I don't know much about the nature and nurture debate, but I would agree
that you probably have an innate ability from birth, which slowly decays
as you get older unless you continue to develop it (didn't Noam Chomsky
or someone have that same theory about language?)...I have a strange kind
of system when I hear a song in that I kind of translate the sounds to
associated colors--I know that sounds really weird--I think there's an
actual term for this called "synesthesia". For example, E is black, A is
brown/chestnut, C is blue, G is green, D is yellow...and depending on
whether the chord is major or minor, my conception of the color
changes...like F to me is red, but F major is red in a warm, regal sort
of way, and F minor is red as in the color of blood...E major is black as
in the color of night, dark and peaceful, but E minor is black as in evil
and despairing....sorry if that sounds weird, but it's true...
I've just recently begun to love jazz because, for me, that's the hardest
music to play--the chords are very complicated and hard to figure
out...it took me like twenty million tries just to figure out how to play
"Watermelon Man", which really isn't even a hard song once you figure it
out! And I love improvising...
Joe McGlinchey
Teachers College
Columbia University
Joseph B McGlinchey <jb...@columbia.edu> wrote:
>I can't tell the EXACT frequency of a note; just relatively within the
>ballpark...
Yeah, I've noticed I do the same thing, too. I'm usually within a
whole or half step, though. Wierd thing is, is that I didn't do so well
on ear training tests, mainly because I have a hard time trusting myself
and I got really nervous before every damn test. But if I'm fairly
relaxed and just hanging with friends, I seem to do okay. Still don't
know if I have perfect pitch or not.
>I have a strange kind
>of system when I hear a song in that I kind of translate the sounds to
>associated colors--I know that sounds really weird--I think there's an
>actual term for this called "synesthesia".
That isn't strange at all. I don't have specific colors for specific
notes, though. I noticed my synesthesia when I began playing jazz.
Generally, the more chromatic the music, the more colorful my "hearing"
of it tends to be. For example, Miles' "Blue in Green" isn't blue, nor
is it green. It's actually orange, yellow, and red. Schoenberg's music,
along with George Russell's (although he's a little tricky sometimes) is
pretty psychidellic. And most "blues" are actually a sickly mauve or
grey color.
Chords tend to have their own color, too. Any diminished chord
usually has some sort of bluish tinge to it, and any flatted extentions
deepen the color. So a dim7 chord with flat 9, 11, 13, etc is a royal
blue, almost black. Chords that are major are reddish. A MA7(#5) chord
with lots of sharped extentions is a dark crimson. The other chords fall
into a rainbow between red and blue. Your average minor chord is green.

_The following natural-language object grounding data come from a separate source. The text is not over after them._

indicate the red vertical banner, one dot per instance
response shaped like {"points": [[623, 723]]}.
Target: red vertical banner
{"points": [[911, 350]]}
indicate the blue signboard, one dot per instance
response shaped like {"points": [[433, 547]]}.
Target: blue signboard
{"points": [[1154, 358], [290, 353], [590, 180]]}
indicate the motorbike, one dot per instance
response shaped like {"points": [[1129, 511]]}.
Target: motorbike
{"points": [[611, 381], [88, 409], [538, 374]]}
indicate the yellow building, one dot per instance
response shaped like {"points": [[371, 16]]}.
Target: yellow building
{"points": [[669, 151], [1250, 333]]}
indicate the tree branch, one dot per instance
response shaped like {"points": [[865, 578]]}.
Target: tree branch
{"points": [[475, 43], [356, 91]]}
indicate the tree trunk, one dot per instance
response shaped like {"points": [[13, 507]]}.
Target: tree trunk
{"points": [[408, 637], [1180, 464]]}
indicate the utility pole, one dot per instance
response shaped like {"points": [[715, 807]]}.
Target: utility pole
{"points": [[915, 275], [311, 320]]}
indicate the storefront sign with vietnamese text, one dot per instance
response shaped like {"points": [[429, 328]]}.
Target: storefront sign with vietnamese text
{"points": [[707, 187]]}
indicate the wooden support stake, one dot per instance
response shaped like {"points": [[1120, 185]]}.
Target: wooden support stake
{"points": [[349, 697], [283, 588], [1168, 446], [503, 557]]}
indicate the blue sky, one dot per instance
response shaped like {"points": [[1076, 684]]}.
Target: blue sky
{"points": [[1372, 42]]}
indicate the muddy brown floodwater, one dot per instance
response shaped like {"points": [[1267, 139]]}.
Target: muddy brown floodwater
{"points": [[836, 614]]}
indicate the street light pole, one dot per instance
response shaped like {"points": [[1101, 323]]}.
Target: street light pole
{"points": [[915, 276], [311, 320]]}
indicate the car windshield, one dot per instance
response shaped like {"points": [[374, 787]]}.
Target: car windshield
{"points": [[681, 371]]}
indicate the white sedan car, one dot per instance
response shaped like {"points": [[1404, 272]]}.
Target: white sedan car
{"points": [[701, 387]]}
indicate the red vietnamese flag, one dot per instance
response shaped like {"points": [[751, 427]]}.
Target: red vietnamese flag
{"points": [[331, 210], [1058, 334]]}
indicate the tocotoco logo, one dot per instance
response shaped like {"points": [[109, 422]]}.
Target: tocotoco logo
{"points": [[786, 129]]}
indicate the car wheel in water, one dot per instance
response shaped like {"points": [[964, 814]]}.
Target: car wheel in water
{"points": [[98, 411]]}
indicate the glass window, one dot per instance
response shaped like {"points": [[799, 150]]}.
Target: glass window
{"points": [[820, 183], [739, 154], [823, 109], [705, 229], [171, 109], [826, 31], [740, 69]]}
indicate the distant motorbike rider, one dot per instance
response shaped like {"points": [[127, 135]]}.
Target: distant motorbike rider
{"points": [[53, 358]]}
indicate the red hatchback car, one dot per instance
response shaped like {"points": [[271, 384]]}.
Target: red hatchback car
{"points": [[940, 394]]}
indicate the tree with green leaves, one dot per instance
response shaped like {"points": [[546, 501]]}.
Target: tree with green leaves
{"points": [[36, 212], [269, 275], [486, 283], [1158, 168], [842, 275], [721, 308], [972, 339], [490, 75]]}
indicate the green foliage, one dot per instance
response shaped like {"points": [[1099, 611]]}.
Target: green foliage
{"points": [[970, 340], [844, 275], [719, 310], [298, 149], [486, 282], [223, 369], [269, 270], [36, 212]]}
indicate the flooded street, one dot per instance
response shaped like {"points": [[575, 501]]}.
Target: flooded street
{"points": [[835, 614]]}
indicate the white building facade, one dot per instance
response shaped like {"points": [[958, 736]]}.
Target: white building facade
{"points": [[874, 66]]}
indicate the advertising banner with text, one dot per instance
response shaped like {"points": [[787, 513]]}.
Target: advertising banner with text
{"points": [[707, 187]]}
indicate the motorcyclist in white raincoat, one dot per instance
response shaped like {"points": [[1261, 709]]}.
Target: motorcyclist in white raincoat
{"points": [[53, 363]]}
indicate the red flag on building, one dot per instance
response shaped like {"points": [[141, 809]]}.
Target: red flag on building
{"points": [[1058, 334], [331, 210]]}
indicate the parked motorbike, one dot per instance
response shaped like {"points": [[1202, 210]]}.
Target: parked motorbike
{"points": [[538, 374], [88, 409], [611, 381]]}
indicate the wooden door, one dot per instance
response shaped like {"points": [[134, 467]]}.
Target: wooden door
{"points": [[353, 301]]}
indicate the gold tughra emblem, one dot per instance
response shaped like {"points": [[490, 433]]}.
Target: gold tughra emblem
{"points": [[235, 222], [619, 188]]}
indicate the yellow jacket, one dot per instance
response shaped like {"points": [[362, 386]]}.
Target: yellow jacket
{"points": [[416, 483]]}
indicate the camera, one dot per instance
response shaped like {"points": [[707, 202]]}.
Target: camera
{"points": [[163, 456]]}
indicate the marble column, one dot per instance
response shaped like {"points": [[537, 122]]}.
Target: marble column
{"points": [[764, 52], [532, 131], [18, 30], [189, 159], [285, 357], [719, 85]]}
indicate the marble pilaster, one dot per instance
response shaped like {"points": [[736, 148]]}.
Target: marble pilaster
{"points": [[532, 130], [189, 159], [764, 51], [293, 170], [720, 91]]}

Nice to know I'm not just plain wierd,
Peace,
Jen
So, like, where's the "perfect pitch" part?
GJ
piddipat
>piddipat
Actually, I'm not sure that's it either. I always thought relative
pitch was the ability to tell what notes or chords are being played
without any reference points or hints, getting the clues from the
color that the instrumens makes in various keys, and perfect pitch is
the ability to place five tuning forks on the table, have the person
listen to one of them and then tell you whether it was the right one
(A440) or not. ?????
Bill Carrothers
piddipat's right. That's half the definition of PP. The other half is
singing notes at will w/out references (aural recall?). The relative pitch is
the ability to recognize *relationships* among notes.
: getting the clues from the
: color that the instrumens makes in various keys,
Most people can hear differences in the "moods" of different keys, but
that's still perfect pitch if you're talking piano. I think there's nothing
about intervals on equal-tempered instruments that can give you a clue
about the key. Unless you can tell the piece is in B by looking at the
reflection of pianist's face turning red.
: and perfect pitch is
: the ability to place five tuning forks on the table, have the person
: listen to one of them and then tell you whether it was the right one
: (A440) or not. ?????
You mean the rest are like 440.5, 439.5?? Hmm, I think the techinical term for
*that* is Real Bitchin' Perfect Pitch.